Situação mostra descompromisso da mãe pelos filhos
O presidente do Conselho Tutelar de Arapongas, Júlio César Luis, disse que, na semana passada, outro caso chamou a atenção do órgão. Uma andarilha de Arapongas, de 26 anos, teria chegado no hospital, sem documentos, acompanhada de uma mulher. Para Luiz, os indícios ficaram claros que o bebê seria entregue para alguém.
''No dia que ela ia ter o filho, tinha vários policiais no hospital por causa de uma outra situação.

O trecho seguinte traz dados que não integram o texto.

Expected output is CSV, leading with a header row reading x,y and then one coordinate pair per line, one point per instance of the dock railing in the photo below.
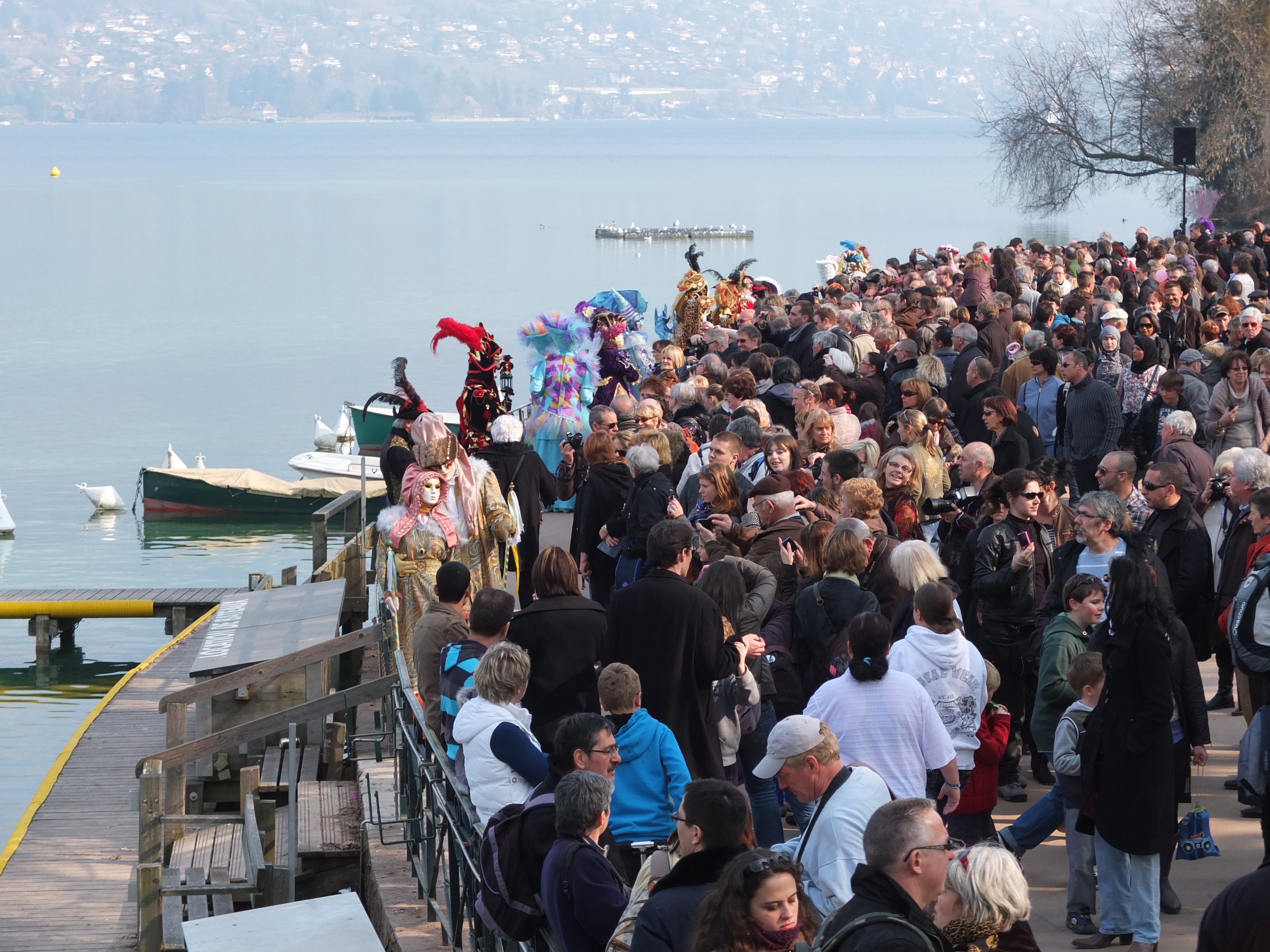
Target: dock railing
x,y
443,835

Quando ela viu os PMs, ficou desesperada dizendo para todos funcionários que não ia entregar seu filho para ninguém. O comportamento dela foi estranho e por isso fomos acionados. Quando chegamos lá, ela continuou negando que daria seu filho e por não haver a conclusão do ato, o caso não chegou à polícia'', explicou o conselheiro.
Mesmo assim, a Justiça determinou que o filho fosse entregue aos seus familiares que residem em Apucarana. Segundo Luis, a mulher já tinha tido outros três filhos e nenhum deles vive com ela. ''É uma situação que mostra o verdadeiro descompromisso da mãe pelos filhos. Ela vive nas ruas e não tem nem condições de criar a criança. Temos percebido que esse tipo de atitude, infelizmente, tem se tornado comum. Há três anos trabalho como conselheiro e já tivemos pelo menos oito casos parecidos, de suspeitas ou que não conseguiram ser concluídos'', comentou.
Para ele, ''é um absurdo'' que muitas pessoas facilitem esse tipo de adoção. O conselheiro alerta também para o fato de que muitas dessas grávidas vivem em situação de risco e não têm acompanhamento médico durante a gravidez, colocando os bebês em risco. ''Tivemos o caso de uma criança que nasceu com a suspeita de ser portadora do vírus HIV, mas graças a Deus foi constatado depois que ela não tinha.'' (F.B.)